In the PLSS, land is partitioned into six-mile squares, identified by a township number N/S of the base line, and a range number E/W of the principal meridian. These six-mile squares are further divided into 36 sq mi sections. Each of these 36 sections may be subdivided into quarters, which can be further subdivided into quarter-quarters. A subsection’s location might be described as the northeast quarter of the northwest quarter of section 4, township 18 south, range 9 east, Sixth meridian, Kansas. The layout of township and range can be seen in Fig. 3.13.

While the PLSS dominates the landscape of most states west of the Appalachian Mountains in the United States, an older system of land surveying can be found in the metes and bounds system. The system is interpreted as measure of the limits of a boundary. This system describes land parcels by beginning with a landmark as an origin and giving a verbal description of the boundaries “walking” around the edges. This survey system does not adhere to any grid, and therefore tends to describe more irregular shapes than the neat, rectilinear layout of the PLSS.

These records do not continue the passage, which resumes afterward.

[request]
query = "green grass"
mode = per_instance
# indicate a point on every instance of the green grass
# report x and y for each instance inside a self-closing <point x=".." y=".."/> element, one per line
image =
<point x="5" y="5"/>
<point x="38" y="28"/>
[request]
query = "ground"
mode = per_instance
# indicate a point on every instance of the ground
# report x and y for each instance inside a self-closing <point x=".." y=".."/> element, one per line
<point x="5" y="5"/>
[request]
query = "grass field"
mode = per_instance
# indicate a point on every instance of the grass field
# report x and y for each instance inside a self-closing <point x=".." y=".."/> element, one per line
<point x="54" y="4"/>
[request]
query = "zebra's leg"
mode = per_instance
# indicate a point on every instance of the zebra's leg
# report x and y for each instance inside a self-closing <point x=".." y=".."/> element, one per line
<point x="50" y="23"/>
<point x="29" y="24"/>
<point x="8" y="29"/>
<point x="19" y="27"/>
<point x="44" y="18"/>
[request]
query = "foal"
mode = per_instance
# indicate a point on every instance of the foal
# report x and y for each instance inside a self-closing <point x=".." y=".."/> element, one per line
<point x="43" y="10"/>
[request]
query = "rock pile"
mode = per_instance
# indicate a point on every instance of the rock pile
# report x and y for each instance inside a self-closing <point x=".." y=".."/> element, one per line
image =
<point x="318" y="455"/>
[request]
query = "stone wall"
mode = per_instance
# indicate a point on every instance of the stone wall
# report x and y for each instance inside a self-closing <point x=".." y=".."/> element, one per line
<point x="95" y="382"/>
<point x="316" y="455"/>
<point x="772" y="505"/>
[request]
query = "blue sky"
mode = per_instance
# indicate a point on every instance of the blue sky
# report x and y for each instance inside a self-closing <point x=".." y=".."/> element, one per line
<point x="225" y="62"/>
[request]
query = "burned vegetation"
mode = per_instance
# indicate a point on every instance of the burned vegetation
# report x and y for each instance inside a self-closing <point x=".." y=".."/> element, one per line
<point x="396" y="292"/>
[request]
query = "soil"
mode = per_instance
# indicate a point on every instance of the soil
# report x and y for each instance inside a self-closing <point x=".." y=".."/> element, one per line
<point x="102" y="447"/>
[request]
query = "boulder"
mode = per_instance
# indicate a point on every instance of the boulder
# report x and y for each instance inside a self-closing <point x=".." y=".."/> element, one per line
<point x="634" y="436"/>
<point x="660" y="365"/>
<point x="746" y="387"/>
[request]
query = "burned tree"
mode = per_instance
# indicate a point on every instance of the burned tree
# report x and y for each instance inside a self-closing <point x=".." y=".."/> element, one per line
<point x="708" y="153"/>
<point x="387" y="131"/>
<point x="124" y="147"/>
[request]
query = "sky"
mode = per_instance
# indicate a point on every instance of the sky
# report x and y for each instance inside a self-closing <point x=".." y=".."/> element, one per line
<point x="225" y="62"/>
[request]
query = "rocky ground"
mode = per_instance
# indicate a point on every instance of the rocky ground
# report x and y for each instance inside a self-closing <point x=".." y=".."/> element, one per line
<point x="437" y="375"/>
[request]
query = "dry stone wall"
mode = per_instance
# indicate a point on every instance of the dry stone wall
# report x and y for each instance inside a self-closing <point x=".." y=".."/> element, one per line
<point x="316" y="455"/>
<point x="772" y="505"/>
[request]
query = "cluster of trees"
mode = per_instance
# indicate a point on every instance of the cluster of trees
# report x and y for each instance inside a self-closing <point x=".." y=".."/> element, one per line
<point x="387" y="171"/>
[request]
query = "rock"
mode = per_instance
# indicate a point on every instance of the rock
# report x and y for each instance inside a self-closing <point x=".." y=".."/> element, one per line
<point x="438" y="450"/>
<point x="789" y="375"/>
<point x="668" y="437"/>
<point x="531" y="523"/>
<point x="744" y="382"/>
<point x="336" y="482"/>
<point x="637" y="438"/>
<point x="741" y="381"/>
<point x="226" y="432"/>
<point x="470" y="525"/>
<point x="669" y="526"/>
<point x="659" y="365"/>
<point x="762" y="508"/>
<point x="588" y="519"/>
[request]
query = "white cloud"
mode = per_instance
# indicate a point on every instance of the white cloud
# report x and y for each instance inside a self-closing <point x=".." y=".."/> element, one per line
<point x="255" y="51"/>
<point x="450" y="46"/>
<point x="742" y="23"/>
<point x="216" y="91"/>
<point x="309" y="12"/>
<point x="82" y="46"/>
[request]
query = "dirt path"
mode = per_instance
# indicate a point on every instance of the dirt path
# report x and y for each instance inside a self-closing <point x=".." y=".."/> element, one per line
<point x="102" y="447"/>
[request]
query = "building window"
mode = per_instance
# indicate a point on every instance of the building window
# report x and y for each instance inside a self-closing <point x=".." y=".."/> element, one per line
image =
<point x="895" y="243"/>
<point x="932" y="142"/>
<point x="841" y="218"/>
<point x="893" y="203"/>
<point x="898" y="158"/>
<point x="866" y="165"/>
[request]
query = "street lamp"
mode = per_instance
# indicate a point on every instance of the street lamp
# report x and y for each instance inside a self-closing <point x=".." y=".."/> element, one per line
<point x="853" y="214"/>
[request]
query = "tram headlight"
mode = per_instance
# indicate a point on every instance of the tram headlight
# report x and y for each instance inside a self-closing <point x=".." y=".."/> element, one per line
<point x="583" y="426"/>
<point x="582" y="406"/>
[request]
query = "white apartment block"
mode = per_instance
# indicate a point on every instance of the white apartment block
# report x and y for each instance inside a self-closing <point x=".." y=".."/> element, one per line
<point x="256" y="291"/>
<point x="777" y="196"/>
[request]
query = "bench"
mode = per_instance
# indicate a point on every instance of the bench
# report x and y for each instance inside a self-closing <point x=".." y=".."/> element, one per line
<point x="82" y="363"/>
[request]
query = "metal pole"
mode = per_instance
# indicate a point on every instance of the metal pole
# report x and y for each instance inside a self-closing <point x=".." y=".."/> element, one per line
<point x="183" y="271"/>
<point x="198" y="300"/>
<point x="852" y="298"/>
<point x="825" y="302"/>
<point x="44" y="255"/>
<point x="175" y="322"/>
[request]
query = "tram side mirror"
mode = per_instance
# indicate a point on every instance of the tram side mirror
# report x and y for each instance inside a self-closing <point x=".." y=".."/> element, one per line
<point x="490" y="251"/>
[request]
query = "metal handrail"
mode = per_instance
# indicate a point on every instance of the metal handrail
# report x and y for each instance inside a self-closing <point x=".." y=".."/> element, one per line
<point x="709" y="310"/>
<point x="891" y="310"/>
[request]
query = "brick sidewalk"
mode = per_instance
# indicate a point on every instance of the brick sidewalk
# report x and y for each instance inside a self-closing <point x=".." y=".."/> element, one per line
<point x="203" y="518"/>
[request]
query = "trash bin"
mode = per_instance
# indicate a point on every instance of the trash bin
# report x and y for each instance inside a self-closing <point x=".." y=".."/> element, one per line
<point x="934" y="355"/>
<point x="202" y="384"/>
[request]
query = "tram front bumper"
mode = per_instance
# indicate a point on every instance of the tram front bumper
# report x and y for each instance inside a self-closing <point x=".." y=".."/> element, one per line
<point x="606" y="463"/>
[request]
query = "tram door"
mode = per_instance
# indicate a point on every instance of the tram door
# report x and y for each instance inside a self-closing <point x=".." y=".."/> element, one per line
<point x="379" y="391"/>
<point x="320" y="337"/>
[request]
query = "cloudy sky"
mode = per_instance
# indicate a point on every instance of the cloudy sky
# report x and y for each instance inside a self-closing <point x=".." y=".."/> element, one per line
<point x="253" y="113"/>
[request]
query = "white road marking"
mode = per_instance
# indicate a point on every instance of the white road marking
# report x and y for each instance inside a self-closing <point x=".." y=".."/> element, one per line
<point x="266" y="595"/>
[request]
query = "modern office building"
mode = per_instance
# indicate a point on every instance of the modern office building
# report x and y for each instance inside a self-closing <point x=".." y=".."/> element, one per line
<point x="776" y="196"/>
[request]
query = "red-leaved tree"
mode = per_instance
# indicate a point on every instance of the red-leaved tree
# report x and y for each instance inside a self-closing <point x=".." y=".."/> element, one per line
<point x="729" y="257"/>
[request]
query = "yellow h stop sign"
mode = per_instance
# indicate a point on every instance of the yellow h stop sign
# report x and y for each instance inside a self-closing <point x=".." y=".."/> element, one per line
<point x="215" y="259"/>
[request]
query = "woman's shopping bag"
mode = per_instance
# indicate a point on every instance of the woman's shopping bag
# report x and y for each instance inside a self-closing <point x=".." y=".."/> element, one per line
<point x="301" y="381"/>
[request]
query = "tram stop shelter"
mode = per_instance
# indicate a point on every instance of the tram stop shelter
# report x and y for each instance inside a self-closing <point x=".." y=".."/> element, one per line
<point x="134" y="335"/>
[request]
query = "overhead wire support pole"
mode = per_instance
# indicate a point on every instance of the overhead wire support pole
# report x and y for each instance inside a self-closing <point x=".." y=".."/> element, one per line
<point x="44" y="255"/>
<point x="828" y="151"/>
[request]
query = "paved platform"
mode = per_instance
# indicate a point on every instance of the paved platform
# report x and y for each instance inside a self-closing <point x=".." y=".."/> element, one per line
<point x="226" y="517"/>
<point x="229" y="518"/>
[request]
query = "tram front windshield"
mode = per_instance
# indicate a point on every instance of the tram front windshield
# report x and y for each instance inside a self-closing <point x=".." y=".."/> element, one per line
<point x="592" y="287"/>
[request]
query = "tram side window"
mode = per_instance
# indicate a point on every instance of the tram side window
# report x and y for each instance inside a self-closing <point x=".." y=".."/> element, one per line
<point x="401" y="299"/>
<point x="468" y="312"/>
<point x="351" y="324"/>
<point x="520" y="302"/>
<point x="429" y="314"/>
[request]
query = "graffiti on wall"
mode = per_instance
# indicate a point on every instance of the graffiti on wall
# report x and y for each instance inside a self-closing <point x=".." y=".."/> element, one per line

There are 19 Eastern states settled before the Land Ordinance of 1785 and Northwest Ordinance of 1787, which were the beginnings of the PLSS (U.S. Geological Survey, 2016). The survey system used in Hawaii is Kingdom of Hawaii native system and in the others, the British system of metes and bounds or some combination of PLSS with the British system or Spanish and French Land Grants. Legal land descriptions regardless of the system are used for identifying ownership and taxation. It can be confusing integrating the methods used in different states and countries and adjusting for the three-dimensional Earth, represented in a two-dimensional plane of a map.

3.11 Conclusions

Cartography is a complex subject, marrying the visual graphic arts and the sciences of data visualization and Earth measurement in equal parts to create coherent, informative maps. Today, our digital culture is adding factors of location tracking and navigation through global positioning systems, real-time map modification, and interactive maps to the toolbox. Despite these changes in the field of cartography, the underlying structure of maps remains similar to that of the maps created in antiquity. Understanding some of the basic concepts used to create maps will allow librarians and library users to better interpret and use them, as well as find maps that serve their specific needs.